On Aug. 14, a delegation of U.S. lawmakers arrived in Taiwan for a two-day trip, the second high-level group to visit amid heightened military tensions between the self-ruled island and China. The group met Taiwan’s President Tsai Ing-wen on Aug. 15.
The U.S. delegation is being led by Sen. Ed Markey (D-Mass.), who is being accompanied by four House lawmakers on what it described as part of a larger visit to the Indo–Pacific region.
“Especially at a time when China is raising tensions in the Taiwan Strait and the region with military exercises, Markey leading a delegation to visit Taiwan once again demonstrates the United States Congress’ firm support for Taiwan,” Taiwan’s presidential office said in a statement.
Markey chairs the Senate Foreign Relations East Asia, Pacific, and International Cybersecurity subcommittee. The co-leaders of the visit are Rep. John Garamendi (D-Calif.) of the congressional Nuclear Weapons and Arms Control Working Group and Rep. Don Beyer (D-Va.), a spokesperson for Markey said.
The Chinese embassy in Washington said on Aug. 14 that “members of the U.S. Congress should act in consistence with the U.S. government’s one-China policy” and argued the latest congressional visit “once again proves that the U.S. does not want to see stability across the Taiwan Straits.”
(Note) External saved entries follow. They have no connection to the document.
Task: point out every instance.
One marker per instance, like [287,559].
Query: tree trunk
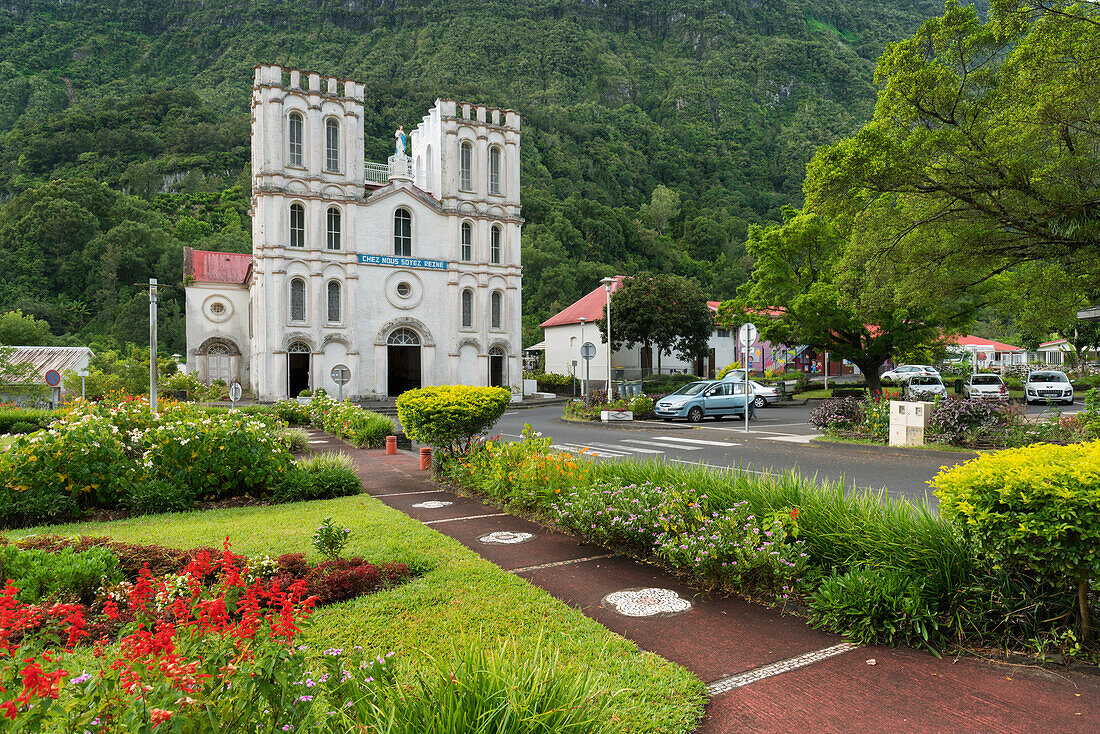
[1082,603]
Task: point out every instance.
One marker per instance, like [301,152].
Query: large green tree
[813,296]
[982,151]
[666,313]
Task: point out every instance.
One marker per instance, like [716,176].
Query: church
[365,278]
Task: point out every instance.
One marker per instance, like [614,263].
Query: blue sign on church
[389,261]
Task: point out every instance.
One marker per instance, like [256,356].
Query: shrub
[451,417]
[877,605]
[157,495]
[62,577]
[331,475]
[837,414]
[1036,508]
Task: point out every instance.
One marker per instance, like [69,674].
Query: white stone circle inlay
[506,537]
[646,602]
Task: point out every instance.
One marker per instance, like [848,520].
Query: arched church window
[494,244]
[403,233]
[466,166]
[297,226]
[295,139]
[297,299]
[331,145]
[404,337]
[468,241]
[334,303]
[333,229]
[494,170]
[496,309]
[468,309]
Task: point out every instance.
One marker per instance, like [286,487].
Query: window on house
[297,226]
[496,309]
[331,144]
[466,166]
[494,245]
[297,299]
[494,170]
[294,139]
[468,241]
[333,302]
[468,309]
[403,233]
[333,229]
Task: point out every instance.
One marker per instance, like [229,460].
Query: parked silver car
[1045,385]
[986,386]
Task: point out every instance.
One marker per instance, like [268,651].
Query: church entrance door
[496,368]
[404,361]
[297,369]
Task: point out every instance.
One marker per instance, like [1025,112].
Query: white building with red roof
[397,275]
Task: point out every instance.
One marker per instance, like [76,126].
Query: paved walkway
[765,671]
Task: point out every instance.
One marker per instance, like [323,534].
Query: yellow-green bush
[1035,508]
[450,417]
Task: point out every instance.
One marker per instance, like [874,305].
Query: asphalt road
[778,441]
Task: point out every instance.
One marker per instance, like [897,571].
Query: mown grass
[458,601]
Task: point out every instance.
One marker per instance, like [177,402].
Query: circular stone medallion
[646,602]
[506,537]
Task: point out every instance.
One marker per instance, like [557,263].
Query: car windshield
[1047,376]
[692,389]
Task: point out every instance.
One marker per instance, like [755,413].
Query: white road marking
[697,441]
[662,446]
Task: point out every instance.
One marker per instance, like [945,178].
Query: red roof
[206,266]
[989,343]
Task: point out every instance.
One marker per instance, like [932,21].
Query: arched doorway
[496,367]
[403,353]
[297,368]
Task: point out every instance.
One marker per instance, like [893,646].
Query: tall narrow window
[331,144]
[403,233]
[496,308]
[494,170]
[297,226]
[468,309]
[294,139]
[494,245]
[297,299]
[333,302]
[466,242]
[466,166]
[333,229]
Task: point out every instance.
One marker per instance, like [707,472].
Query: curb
[900,450]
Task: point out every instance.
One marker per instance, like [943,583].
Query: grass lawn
[459,600]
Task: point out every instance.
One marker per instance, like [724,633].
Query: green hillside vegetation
[656,132]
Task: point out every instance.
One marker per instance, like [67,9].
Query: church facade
[386,276]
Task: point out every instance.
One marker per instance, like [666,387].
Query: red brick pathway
[718,638]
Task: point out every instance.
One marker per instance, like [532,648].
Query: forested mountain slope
[721,101]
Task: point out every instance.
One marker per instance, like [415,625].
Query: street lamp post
[608,282]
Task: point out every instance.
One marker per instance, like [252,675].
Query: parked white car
[986,386]
[924,387]
[1045,385]
[903,372]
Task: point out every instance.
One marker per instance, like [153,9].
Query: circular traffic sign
[747,333]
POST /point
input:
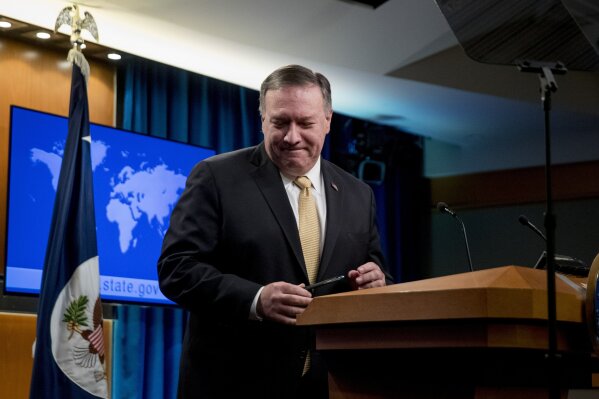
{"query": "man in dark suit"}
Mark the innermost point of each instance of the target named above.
(233, 255)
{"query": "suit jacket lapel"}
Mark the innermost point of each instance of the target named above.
(334, 198)
(268, 179)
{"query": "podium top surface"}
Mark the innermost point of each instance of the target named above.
(508, 292)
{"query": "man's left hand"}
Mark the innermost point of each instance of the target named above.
(368, 275)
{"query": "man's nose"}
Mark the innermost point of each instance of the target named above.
(293, 135)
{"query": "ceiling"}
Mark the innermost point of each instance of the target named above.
(398, 64)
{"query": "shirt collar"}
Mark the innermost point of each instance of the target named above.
(313, 174)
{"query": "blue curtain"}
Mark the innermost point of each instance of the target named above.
(163, 101)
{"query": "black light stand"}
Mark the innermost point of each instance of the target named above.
(532, 35)
(548, 84)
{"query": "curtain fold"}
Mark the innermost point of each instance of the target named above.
(167, 102)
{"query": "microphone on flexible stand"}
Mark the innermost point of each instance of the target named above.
(563, 263)
(525, 222)
(443, 208)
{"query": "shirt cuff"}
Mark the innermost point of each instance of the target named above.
(254, 309)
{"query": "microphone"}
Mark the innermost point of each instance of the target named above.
(563, 263)
(525, 222)
(443, 208)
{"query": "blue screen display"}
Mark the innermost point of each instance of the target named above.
(137, 181)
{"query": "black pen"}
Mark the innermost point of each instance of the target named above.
(324, 282)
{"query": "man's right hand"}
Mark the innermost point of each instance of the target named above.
(282, 302)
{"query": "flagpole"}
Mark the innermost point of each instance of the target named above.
(69, 351)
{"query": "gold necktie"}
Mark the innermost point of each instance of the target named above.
(309, 229)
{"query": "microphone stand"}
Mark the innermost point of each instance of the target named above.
(548, 86)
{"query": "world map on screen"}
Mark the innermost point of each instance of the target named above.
(140, 191)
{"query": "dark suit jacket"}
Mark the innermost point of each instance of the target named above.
(234, 231)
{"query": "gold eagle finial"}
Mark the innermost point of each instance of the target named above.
(70, 16)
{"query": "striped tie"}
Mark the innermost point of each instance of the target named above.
(309, 229)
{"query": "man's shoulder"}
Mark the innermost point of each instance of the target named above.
(232, 156)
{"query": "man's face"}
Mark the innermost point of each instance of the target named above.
(295, 125)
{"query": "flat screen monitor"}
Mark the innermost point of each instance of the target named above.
(137, 181)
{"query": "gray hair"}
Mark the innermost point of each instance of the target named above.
(296, 75)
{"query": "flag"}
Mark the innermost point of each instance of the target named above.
(69, 350)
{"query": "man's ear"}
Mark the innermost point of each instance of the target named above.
(328, 119)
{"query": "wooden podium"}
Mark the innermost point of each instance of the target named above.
(478, 335)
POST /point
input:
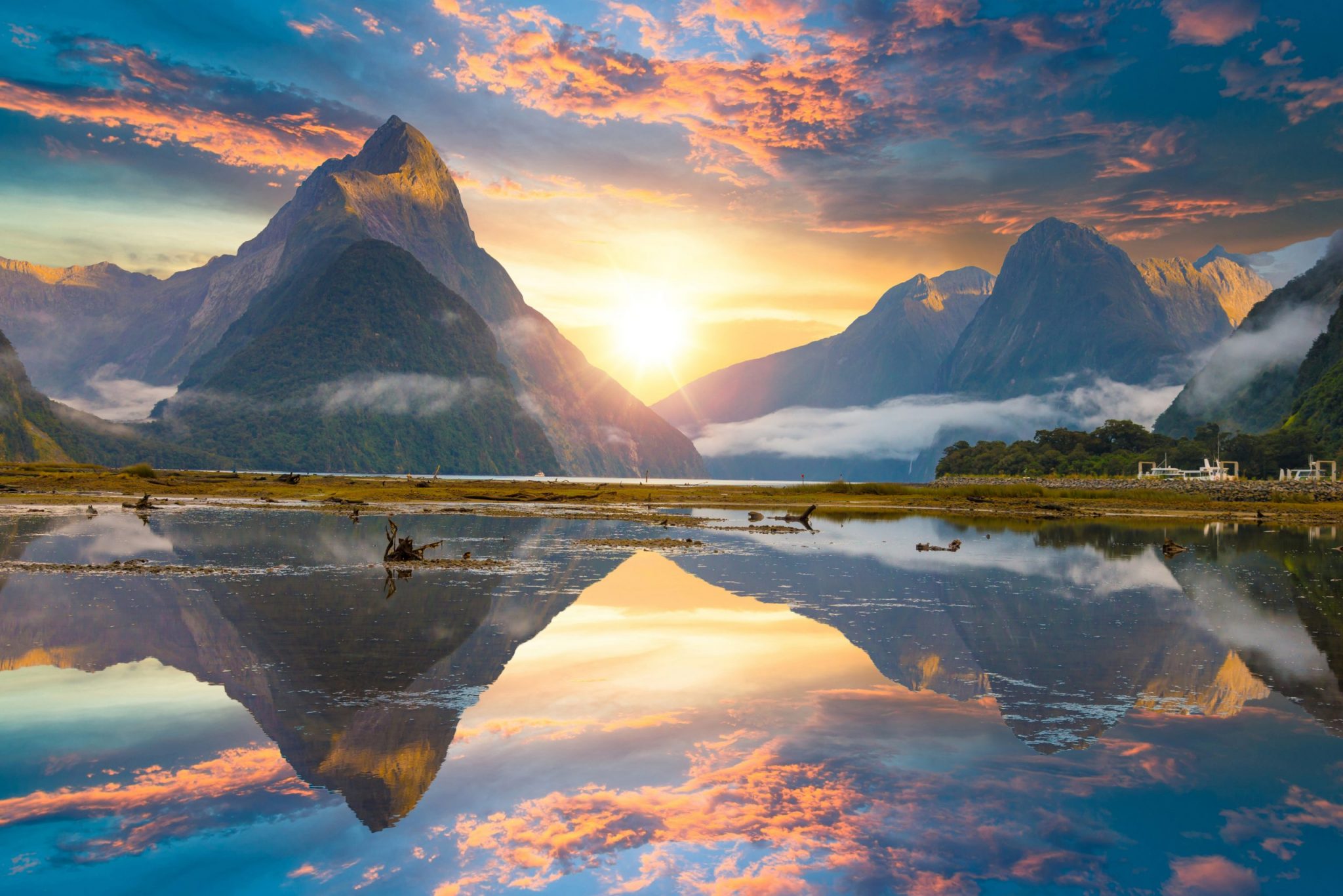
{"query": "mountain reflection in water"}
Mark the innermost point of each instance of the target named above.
(1054, 707)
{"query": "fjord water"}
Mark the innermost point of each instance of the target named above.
(1053, 709)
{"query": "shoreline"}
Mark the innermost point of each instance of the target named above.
(38, 488)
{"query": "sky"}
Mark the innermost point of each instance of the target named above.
(681, 185)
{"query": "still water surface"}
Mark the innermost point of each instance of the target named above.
(1056, 709)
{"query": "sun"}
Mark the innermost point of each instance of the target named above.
(649, 331)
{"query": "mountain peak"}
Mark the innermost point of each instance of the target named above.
(395, 147)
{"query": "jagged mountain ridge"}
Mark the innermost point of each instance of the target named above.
(1252, 381)
(34, 427)
(398, 190)
(370, 364)
(893, 349)
(1068, 304)
(1277, 266)
(395, 190)
(1193, 292)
A spokesperson for the White House National Security Council said members of Congress have gone to Taiwan for decades and will continue to do so, adding that such visits are in accordance with the United States’ long-standing one-China policy.
Under that policy, the United States has official diplomatic relations with Beijing, and not Taiwan. However, Washington doesn’t take a position on whether Beijing has sovereignty over Taiwan, and is bound under U.S. law to provide Taiwan with the means to defend itself.
Markey’s office said the lawmakers in Taiwan “will reaffirm the United States’ support for Taiwan as guided by the Taiwan Relations Act, U.S.–China Joint Communiques, and Six Assurances, and will encourage stability and peace across the Taiwan Strait.”